The ECB has come out fighting, but it has tied one hand behind its back by making its interventions conditional. It may also be acting too late. Political developments over the past several months have made it impossible—even irresponsible—for investors, savers, consumers, businesses, banks and regulators not to take into account the possibility of a euro-zone breakup. That way lie ongoing capital and deposit flight, postponement of investments, and the reorientation of assets and liabilities along national lines. All of these actions are individually sensible but collectively disastrous for the euro zone.

Any decision on a Greek exit or a larger breakup would be political and therefore out of the ECB’s control. Nor could the central bank credibly contain large-scale capital or deposit flight if these continue. If market sentiment deteriorates again, the ECB’s unlimited “outright monetary transactions” could end up merely financing capital flight, as happened with its limited “securities markets program,” in which the central bank ended up buying bonds from investors looking for an exit.

Likewise, suppose that a German bank were to aggressively market the safety of Germany’s deposit-guarantee scheme to Spaniards through a local branch in Spain. The ECB could do little to stem the flight of deposits that would result.

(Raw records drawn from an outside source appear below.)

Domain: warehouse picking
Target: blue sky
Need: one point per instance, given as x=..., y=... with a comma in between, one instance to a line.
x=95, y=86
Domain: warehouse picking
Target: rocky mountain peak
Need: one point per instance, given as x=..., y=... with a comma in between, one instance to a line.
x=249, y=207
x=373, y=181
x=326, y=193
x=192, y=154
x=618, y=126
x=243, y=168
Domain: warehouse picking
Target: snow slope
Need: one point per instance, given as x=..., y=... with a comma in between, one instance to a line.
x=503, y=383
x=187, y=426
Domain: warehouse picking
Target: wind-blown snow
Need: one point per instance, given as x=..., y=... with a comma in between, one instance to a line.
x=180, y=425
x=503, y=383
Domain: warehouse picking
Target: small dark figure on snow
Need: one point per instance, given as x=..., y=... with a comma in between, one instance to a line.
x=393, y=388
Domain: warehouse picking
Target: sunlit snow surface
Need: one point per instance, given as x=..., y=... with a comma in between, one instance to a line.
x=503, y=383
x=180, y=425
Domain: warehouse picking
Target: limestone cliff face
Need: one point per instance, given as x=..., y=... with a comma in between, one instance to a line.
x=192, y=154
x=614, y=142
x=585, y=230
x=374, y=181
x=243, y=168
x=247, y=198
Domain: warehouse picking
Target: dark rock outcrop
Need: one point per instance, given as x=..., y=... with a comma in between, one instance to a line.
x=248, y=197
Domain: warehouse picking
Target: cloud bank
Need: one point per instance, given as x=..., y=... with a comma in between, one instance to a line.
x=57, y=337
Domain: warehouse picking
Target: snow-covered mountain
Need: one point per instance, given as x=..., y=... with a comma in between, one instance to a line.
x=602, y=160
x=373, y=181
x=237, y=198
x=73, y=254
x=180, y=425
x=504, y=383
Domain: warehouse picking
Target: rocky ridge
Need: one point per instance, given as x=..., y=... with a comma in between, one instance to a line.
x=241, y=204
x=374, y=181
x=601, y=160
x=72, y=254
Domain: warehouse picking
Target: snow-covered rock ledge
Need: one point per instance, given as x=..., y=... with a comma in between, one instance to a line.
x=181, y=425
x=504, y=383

So while the central bank’s conditions on its support for Spain and Italy are understandable given the political context, a conditional floor is not a wholly credible floor.

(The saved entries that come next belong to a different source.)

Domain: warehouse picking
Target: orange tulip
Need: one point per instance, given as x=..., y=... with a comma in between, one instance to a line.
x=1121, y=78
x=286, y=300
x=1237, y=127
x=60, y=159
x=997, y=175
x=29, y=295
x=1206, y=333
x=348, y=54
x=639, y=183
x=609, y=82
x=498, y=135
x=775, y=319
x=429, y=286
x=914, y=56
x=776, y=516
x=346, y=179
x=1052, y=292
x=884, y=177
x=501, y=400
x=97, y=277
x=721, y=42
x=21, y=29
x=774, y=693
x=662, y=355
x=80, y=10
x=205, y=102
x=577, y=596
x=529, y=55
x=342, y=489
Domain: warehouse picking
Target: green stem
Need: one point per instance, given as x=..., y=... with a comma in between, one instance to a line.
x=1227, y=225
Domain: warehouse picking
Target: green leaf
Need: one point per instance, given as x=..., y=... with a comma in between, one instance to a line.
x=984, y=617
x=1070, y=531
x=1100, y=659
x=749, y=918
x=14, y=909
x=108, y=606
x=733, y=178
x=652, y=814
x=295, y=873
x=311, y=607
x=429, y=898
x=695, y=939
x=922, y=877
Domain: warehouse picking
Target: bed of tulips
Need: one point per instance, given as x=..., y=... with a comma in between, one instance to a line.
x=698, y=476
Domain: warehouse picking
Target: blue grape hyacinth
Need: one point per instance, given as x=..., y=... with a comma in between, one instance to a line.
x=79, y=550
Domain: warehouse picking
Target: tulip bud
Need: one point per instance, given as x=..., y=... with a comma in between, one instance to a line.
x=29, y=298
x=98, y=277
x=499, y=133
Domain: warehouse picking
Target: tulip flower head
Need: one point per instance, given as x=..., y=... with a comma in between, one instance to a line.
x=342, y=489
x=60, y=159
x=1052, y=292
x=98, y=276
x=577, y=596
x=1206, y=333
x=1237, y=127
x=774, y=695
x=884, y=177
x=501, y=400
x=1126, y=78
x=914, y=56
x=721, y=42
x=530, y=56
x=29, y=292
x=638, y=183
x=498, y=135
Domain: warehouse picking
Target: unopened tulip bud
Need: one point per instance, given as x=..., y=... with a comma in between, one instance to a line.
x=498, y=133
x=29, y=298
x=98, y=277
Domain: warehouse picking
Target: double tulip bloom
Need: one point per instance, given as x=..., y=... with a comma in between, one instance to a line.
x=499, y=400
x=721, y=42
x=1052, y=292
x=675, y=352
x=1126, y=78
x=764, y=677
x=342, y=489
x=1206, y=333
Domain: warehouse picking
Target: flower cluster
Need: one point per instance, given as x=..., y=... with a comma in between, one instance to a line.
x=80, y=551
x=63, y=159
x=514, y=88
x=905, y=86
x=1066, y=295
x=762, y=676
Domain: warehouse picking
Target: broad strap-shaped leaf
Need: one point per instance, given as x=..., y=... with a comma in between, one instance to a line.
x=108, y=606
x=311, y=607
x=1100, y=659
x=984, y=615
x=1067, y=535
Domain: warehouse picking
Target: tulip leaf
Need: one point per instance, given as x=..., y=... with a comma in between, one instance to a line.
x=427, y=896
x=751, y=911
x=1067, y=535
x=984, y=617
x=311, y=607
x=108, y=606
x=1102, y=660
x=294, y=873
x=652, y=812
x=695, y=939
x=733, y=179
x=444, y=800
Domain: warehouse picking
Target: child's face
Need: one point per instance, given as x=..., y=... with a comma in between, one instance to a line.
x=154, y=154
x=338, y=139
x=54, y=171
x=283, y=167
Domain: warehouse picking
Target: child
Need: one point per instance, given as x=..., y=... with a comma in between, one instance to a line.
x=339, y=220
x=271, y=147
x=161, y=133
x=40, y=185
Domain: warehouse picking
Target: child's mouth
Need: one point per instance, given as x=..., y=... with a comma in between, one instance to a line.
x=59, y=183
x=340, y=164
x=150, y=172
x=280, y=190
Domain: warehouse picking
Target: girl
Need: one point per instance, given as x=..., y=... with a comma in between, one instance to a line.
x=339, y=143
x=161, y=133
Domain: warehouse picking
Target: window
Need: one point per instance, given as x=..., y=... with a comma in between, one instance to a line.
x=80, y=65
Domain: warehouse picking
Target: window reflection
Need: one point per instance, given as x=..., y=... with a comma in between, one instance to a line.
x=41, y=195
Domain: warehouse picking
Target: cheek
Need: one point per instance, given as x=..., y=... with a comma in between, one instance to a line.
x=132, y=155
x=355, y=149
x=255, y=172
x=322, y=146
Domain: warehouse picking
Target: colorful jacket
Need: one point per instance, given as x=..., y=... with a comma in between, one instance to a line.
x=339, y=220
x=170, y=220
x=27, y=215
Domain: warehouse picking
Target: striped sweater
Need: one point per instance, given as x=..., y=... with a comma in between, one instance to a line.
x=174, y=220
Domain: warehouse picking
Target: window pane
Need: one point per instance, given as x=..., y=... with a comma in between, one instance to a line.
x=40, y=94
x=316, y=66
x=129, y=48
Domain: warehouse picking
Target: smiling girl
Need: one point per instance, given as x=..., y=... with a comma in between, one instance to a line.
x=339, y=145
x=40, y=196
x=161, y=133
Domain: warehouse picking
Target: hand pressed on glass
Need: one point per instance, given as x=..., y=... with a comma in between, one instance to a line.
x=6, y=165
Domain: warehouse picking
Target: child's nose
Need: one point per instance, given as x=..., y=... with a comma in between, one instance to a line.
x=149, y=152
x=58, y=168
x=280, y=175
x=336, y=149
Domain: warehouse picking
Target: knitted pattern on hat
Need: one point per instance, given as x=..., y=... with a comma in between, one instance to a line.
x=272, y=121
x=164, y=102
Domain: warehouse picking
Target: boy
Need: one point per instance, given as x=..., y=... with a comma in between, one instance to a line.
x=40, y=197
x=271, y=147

Perhaps the euro zone’s biggest problem will arise from the strict fiscal conditions imposed in exchange for ESM and ECB support. The benefits of lower borrowing costs are rather limited when one is not allowed to borrow. The growth picture in the euro zone, particularly in the crisis-hit countries, has seldom looked worse. The so-called “growth compact,” adopted by EU leaders with such hullabaloo, has proved insignificant. And to the extent that ECB and ESM conditionality imposes additional fiscal austerity, it will only cast a dark shadow on near-term growth, raise unemployment beyond already record-high levels, increase indebtedness as a percentage of GDP, and foment social unrest.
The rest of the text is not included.